Perhaps the real elephant in the room here is the electric Hummer. The electric Hummer is available in both an SUV and a pickup truck, which is available up to respectively. The electric Hummers are also even bigger than the gas-powered original (2.5 feet longer and 6 inches taller). When a vehicle is this large, heavy, and powerful, electrification is frankly nothing more than a marketing campaign to comfort consumers about their environmental impact. The electric Hummer’s battery uses so much power that it emits more carbon than a Chevy Malibu with a traditional ICE. A massive vehicle requires an appropriately massive battery, and the one powering the electric Hummer weighs about as much as a Honda Civic. If that fun fact doesn’t highlight the irrefutable need to electrify smaller personally owned vehicles, I’m not sure what does. 

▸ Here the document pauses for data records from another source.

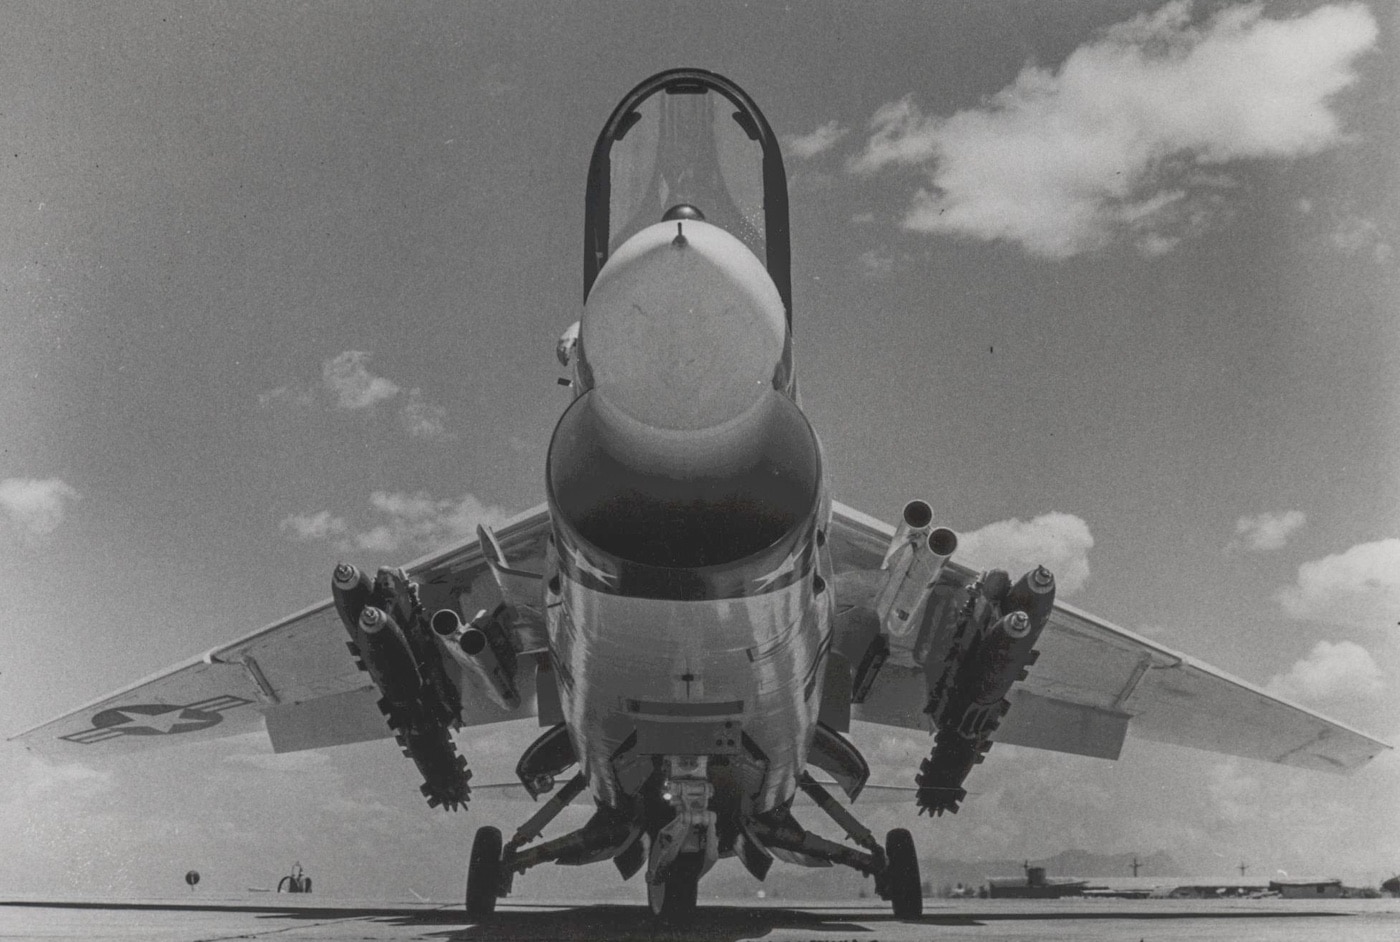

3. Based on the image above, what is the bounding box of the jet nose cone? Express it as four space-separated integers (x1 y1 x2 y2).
581 219 786 434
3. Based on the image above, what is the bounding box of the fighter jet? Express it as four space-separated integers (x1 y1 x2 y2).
14 69 1389 920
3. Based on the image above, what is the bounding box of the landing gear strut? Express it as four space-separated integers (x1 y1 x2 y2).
744 772 922 919
463 769 641 914
646 756 718 919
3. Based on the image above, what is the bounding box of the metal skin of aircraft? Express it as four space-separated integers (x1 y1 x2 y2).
13 69 1391 923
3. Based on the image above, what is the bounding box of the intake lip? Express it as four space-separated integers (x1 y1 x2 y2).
547 388 821 600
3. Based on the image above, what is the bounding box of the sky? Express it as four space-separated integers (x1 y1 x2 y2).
1 0 1397 901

The discourse surrounding EVs seems to conveniently exclude emissions from sources other than the exhaust. Rubber tires, road dust, and brakes are examples of such sources. This does not even scratch the surface of the manufacturing process, which of course includes both the mining of raw materials as well as factory production. In a one-to-one comparison, all EVs are heavier than their ICE counterparts because of the unavoidable heft of a lithium-ion battery, which means electrification is far from a panacea but rather one tool in a culture shift that will contain multitudes. The most sustainable option would be to keep vehicles on the road for as long as the vehicle is safe and functional while simultaneously electrifying smaller, lighter vehicles to use in a fleet of shared-use vehicles.

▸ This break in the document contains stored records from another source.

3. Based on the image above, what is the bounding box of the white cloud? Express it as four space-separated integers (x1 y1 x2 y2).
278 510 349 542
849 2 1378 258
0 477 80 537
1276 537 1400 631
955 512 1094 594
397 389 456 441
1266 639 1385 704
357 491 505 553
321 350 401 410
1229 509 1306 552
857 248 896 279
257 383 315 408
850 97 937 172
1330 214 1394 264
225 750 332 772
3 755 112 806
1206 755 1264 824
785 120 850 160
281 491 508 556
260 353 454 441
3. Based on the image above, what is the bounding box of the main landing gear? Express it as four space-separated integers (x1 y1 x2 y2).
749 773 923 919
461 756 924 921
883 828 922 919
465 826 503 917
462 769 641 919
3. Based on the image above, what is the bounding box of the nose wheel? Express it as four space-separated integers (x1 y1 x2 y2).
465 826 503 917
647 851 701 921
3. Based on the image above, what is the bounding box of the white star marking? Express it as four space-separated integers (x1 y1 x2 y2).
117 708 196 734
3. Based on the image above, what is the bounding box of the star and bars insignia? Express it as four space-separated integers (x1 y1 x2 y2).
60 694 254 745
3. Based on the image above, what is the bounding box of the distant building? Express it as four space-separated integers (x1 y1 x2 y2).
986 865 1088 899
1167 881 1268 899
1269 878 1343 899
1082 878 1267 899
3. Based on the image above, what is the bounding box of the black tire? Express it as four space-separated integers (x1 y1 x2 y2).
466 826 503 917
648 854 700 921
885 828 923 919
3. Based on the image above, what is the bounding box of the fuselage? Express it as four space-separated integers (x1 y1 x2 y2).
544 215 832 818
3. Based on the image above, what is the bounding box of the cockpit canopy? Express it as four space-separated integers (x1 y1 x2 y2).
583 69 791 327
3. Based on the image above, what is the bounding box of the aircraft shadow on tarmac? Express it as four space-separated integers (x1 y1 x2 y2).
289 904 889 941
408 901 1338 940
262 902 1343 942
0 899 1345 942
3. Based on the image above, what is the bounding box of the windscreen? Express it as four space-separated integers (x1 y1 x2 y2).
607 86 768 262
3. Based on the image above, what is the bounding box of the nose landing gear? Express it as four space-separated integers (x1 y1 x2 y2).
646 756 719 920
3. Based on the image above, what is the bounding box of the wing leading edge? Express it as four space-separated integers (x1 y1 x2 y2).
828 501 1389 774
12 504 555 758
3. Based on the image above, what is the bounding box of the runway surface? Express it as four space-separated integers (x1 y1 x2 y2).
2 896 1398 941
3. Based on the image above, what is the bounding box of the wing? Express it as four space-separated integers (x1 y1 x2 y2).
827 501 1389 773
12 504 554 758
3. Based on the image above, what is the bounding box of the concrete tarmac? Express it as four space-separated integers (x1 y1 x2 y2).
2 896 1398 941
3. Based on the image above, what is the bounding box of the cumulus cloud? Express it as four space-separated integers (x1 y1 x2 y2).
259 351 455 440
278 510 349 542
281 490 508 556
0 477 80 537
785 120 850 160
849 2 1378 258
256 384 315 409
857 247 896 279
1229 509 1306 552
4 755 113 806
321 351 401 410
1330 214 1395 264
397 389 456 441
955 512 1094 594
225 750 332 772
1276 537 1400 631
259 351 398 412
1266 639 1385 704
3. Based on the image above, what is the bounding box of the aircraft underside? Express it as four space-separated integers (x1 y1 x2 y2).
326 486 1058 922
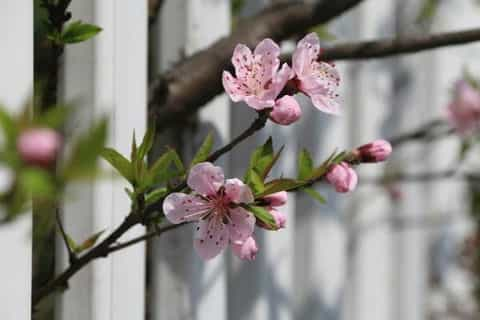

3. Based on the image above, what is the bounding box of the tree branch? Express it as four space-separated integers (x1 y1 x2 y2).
320 27 480 61
149 0 365 131
55 208 77 264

To that end, the reduction of the single-occupancy vehicle is more effective in the face of the climate crisis than electrification could ever dream of being. This does not exclusively mean shared-use vehicles, though that could certainly be part of the equation. Reimagining infrastructure to promote safe walkable cities, useable bike lanes, and reliable public transit are among the most impactful priorities.

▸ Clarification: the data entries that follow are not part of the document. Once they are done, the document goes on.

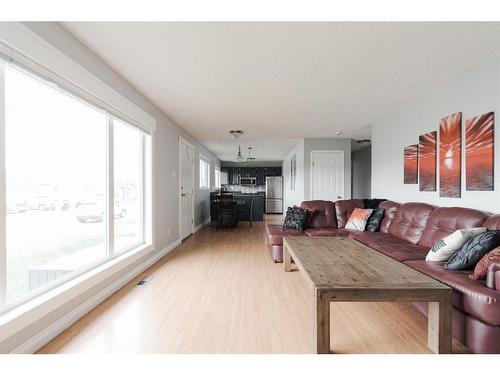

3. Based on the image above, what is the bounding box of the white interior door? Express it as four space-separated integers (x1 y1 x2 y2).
311 151 344 201
180 138 194 239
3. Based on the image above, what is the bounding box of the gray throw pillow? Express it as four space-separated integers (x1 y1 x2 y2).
445 230 500 270
365 209 385 232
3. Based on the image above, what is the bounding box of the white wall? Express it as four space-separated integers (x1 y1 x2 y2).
372 56 500 213
283 139 305 209
283 137 352 208
352 146 371 199
0 22 219 352
303 138 352 200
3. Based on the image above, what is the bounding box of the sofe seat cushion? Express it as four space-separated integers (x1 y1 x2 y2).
388 202 435 244
304 228 352 237
484 214 500 230
300 200 338 229
334 199 363 228
405 260 500 326
378 201 401 233
266 224 304 246
419 207 489 248
370 237 429 262
350 232 429 262
349 231 387 242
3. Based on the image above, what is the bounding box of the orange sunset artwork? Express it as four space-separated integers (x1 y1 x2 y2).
439 112 462 198
466 112 494 191
419 131 437 191
404 144 418 184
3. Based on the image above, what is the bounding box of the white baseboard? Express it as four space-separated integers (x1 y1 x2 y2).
194 218 211 233
10 239 182 354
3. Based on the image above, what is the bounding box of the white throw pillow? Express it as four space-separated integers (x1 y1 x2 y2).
425 227 487 262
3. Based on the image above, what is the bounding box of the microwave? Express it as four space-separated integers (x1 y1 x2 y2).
240 177 257 186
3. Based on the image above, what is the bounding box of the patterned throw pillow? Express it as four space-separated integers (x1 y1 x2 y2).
445 230 500 270
365 208 385 232
283 206 310 231
425 227 487 262
469 248 500 280
345 208 373 231
294 205 316 228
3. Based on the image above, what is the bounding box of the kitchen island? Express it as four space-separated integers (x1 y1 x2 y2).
210 192 266 223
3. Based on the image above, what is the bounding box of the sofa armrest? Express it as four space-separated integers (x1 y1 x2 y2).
486 261 500 290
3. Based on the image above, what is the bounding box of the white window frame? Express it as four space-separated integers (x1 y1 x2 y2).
199 155 210 190
215 166 221 189
0 53 154 314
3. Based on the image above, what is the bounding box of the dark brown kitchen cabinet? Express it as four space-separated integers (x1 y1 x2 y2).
221 166 282 185
256 168 265 185
231 167 240 185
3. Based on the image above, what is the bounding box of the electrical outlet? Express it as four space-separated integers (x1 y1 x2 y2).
167 227 171 236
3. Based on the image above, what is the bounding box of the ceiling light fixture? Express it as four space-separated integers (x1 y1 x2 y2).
233 144 246 162
229 130 245 138
334 131 344 136
247 147 256 161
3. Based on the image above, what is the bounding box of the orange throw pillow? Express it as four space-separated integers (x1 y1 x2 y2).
345 208 373 231
469 247 500 280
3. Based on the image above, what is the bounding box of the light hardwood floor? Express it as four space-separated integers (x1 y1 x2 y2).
38 215 469 354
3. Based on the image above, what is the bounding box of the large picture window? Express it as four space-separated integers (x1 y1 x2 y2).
0 60 153 311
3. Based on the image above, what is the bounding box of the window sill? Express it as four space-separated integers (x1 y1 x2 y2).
0 242 155 344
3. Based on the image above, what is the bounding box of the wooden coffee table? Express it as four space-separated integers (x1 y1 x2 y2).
283 236 452 354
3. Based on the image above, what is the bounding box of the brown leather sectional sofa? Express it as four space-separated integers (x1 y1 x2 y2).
265 199 500 353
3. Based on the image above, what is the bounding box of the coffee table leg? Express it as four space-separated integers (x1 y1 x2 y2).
427 292 452 354
283 243 292 272
315 290 331 354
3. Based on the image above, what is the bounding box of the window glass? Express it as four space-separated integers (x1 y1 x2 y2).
199 157 210 189
113 119 143 253
215 168 221 188
4 65 107 303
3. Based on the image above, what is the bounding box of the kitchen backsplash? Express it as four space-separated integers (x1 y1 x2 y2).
222 184 266 193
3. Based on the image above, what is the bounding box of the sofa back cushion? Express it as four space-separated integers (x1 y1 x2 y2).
300 200 337 228
388 202 435 244
484 214 500 230
334 199 363 228
418 207 489 248
378 201 401 233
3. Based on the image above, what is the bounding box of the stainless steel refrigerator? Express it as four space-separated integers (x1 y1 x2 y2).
265 176 283 214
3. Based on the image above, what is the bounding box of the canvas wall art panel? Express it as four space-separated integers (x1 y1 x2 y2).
404 144 418 184
290 153 296 190
439 112 462 198
419 131 437 191
466 112 494 191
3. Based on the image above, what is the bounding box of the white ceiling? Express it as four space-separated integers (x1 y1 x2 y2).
62 22 500 161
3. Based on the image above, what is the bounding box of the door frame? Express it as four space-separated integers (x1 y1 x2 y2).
179 136 195 240
310 150 345 200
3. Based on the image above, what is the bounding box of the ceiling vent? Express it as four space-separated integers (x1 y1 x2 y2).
356 139 371 144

This is not to refute the concept of electrification; however, it is irresponsible and irrational to suggest electrification is a one-size-fits-all solution. We cannot maintain our current transportation habits by protecting our car-centric way of life; we cannot continue to coddle the feelings of wealthy consumers who want to sport their own large, single-occupancy vehicle by pretending EVs are net positive. Combating the 28% of GHGs contributed by the transportation industry requires holistic solutions that promote compact land use, the use of public transit, the encouragement of micromobility, and the reduction of lengthy trips. The electric Hummer leaves us in a worse position than we began by providing a false sense of activism while emitting even more carbon than before.